Everything You Need to Know About Fibre Cement

When it comes to building materials for your home, you may not think that fibre cement is a good choice for siding. When you think cement, you probably think of your home's driveway or walkway and wonder how you could even construct a home with this material. Note a few factors about fibre cement that you might consider so you know if this is the best choice for exterior siding for your home.

Does the material feel like a driveway?

Your home's driveway is probably not actually cement, but concrete. Cement is typically mixed with other elements to create different surfaces materials; for a driveway, it's mixed with sand and gravel to make that tough, durable surface on which you can drive. For siding, however, cement can be mixed with fibre, meaning either paper or wood pulp, along with a type of ash, to make it lightweight but still very durable. Fibre cement siding doesn't have the same thick feeling as your home's driveway or walkways, and it will actually be softer and lighter and more like a wood or aluminium.

Will it look dull, like a driveway?

One advantage of cement is that it's very porous, even when mixed with other materials, so it can be painted, stained, or stamped to hold a design. Fibre cement is often stamped with a rounded design, so it looks like stucco, or with an artificial wood grain. It can also be painted or stained so it looks like wood or just given a solid colour. Chances are, you wouldn't be able to tell the difference between fibre cement and wood or aluminium siding.

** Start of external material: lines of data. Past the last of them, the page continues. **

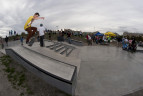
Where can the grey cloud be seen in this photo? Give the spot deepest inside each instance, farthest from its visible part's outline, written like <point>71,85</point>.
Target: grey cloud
<point>104,15</point>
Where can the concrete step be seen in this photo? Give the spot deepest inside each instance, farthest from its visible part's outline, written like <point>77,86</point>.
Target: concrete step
<point>56,46</point>
<point>54,72</point>
<point>59,49</point>
<point>69,51</point>
<point>56,43</point>
<point>64,51</point>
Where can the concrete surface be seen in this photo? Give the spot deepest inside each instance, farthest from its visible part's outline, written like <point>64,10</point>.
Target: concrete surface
<point>54,67</point>
<point>109,71</point>
<point>103,70</point>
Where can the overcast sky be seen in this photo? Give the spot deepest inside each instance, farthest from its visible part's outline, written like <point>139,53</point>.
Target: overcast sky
<point>86,15</point>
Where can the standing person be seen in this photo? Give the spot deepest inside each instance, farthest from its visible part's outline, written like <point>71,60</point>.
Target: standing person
<point>69,37</point>
<point>89,40</point>
<point>6,40</point>
<point>9,33</point>
<point>14,32</point>
<point>21,39</point>
<point>31,30</point>
<point>50,33</point>
<point>109,38</point>
<point>41,31</point>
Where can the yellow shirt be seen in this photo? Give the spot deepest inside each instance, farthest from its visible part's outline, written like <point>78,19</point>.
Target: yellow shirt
<point>27,22</point>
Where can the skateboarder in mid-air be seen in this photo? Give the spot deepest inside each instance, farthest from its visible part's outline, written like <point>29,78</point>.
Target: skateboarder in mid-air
<point>27,27</point>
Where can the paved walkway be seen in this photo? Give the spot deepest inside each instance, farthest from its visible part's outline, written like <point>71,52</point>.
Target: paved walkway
<point>109,71</point>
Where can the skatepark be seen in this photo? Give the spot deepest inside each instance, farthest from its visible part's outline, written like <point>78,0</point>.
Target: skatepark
<point>82,70</point>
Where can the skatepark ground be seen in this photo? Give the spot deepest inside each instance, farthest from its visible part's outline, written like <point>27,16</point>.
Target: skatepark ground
<point>104,71</point>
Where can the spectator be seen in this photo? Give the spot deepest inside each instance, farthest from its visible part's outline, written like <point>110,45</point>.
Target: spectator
<point>6,40</point>
<point>69,37</point>
<point>21,39</point>
<point>41,30</point>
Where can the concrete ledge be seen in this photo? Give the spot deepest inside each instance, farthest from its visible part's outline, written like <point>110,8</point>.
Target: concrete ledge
<point>61,83</point>
<point>75,42</point>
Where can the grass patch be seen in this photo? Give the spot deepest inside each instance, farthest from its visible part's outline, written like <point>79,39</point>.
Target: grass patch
<point>17,78</point>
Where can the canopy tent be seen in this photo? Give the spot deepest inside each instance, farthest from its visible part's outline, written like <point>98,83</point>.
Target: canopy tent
<point>99,34</point>
<point>110,34</point>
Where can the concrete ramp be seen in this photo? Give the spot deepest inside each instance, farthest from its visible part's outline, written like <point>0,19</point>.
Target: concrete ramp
<point>59,74</point>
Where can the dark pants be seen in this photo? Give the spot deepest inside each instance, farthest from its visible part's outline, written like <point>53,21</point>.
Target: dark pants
<point>42,41</point>
<point>31,31</point>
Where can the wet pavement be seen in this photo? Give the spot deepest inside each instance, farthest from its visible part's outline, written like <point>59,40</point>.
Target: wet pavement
<point>109,71</point>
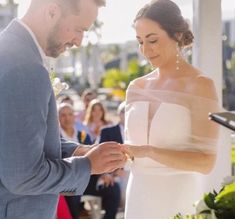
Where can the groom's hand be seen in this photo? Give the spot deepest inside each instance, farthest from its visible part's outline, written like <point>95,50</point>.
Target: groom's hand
<point>106,157</point>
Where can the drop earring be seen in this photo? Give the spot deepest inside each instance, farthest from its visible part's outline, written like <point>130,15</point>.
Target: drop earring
<point>177,57</point>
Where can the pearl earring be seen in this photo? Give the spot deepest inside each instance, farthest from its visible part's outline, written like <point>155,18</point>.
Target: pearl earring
<point>177,57</point>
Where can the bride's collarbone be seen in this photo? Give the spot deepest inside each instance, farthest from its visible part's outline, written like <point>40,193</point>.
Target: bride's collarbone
<point>180,85</point>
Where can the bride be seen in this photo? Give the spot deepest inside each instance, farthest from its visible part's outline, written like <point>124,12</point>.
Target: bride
<point>167,128</point>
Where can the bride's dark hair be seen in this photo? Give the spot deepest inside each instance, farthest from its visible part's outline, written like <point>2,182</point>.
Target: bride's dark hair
<point>168,15</point>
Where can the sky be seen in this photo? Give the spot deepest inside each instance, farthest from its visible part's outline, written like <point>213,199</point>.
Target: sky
<point>118,15</point>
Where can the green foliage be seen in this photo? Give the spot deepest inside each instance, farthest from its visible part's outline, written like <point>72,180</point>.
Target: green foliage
<point>216,205</point>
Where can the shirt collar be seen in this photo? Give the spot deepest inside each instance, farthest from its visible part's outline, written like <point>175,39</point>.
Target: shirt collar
<point>64,134</point>
<point>42,53</point>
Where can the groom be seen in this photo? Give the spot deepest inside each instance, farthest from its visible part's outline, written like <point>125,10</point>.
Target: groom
<point>32,172</point>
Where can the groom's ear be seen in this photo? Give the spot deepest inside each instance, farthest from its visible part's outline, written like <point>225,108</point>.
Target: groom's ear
<point>53,13</point>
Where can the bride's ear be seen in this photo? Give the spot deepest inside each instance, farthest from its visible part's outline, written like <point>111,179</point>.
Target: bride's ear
<point>178,36</point>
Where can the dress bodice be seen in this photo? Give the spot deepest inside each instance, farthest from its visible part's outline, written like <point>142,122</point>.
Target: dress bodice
<point>168,128</point>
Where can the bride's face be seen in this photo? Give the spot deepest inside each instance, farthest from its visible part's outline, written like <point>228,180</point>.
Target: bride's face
<point>154,42</point>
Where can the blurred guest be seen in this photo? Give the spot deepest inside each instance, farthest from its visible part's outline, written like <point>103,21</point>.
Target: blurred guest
<point>87,96</point>
<point>65,99</point>
<point>95,118</point>
<point>103,186</point>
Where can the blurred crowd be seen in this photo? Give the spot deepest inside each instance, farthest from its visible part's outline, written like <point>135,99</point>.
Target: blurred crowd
<point>90,125</point>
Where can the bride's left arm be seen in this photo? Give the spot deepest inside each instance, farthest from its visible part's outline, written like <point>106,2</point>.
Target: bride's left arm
<point>183,160</point>
<point>202,155</point>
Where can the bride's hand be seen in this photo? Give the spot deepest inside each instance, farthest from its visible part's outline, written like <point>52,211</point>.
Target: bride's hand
<point>133,151</point>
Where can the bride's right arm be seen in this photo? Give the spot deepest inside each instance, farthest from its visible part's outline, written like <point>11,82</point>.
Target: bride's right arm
<point>183,160</point>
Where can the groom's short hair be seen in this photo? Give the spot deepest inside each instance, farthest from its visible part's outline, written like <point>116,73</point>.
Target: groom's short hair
<point>73,5</point>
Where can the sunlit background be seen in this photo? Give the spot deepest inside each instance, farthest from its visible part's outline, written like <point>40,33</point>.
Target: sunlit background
<point>111,58</point>
<point>118,15</point>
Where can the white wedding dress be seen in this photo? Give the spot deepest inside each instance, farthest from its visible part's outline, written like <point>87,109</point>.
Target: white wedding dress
<point>155,191</point>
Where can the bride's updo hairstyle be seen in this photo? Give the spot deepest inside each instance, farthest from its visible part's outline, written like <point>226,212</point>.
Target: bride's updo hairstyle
<point>168,15</point>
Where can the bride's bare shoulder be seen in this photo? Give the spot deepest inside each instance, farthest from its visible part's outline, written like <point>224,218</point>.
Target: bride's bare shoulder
<point>142,81</point>
<point>203,86</point>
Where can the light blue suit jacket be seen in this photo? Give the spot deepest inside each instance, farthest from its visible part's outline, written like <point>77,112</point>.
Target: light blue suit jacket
<point>32,171</point>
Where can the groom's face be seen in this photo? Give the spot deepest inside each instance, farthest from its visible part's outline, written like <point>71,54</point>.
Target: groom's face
<point>68,30</point>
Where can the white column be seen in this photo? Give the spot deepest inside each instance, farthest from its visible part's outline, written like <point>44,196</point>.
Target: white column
<point>207,56</point>
<point>207,29</point>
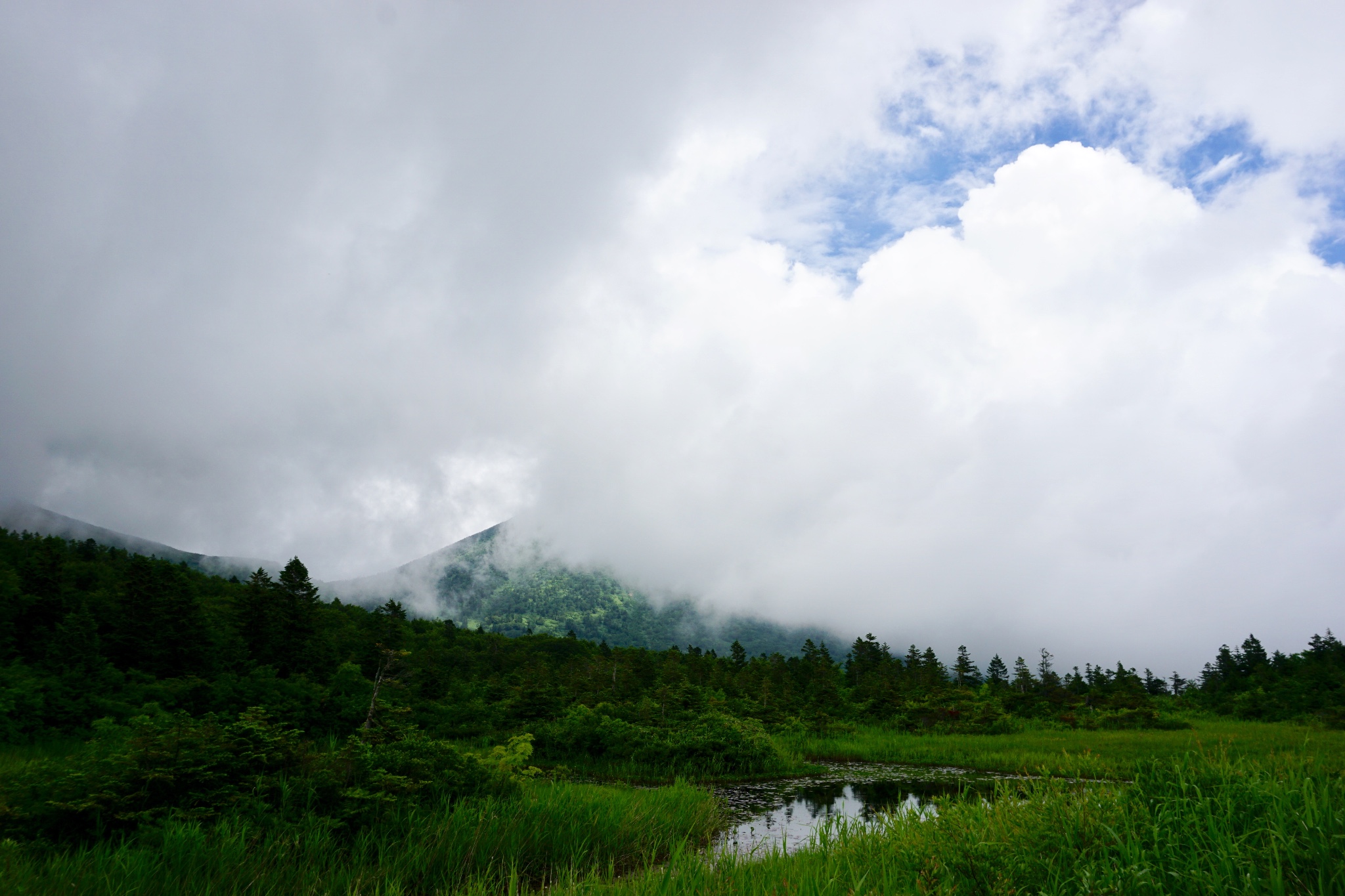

Can it be installed by a homeowner?

If fibre cement has one disadvantage, it's that you should leave installation to the pros. While it's lightweight enough to work as a siding for your home, it's still somewhat heavier than aluminium, and it can crack and break if not properly handled. Unless you've had experience working with fibre cement in particular, leave the installation to a professional.

Does it need extra care?

With fibre cement, you need to ensure that your shrubbery and other vegetation is trimmed back so that it doesn't sit against the siding. This is to keep moisture from collecting against the siding itself. As with all cement-based products, too much moisture can mean softening and cracking of the material and eventually needing repairs. Otherwise, a good wash every year and an inspection for any holes, just as you would any other exterior material, is all that's needed to keep it maintained and in good repair.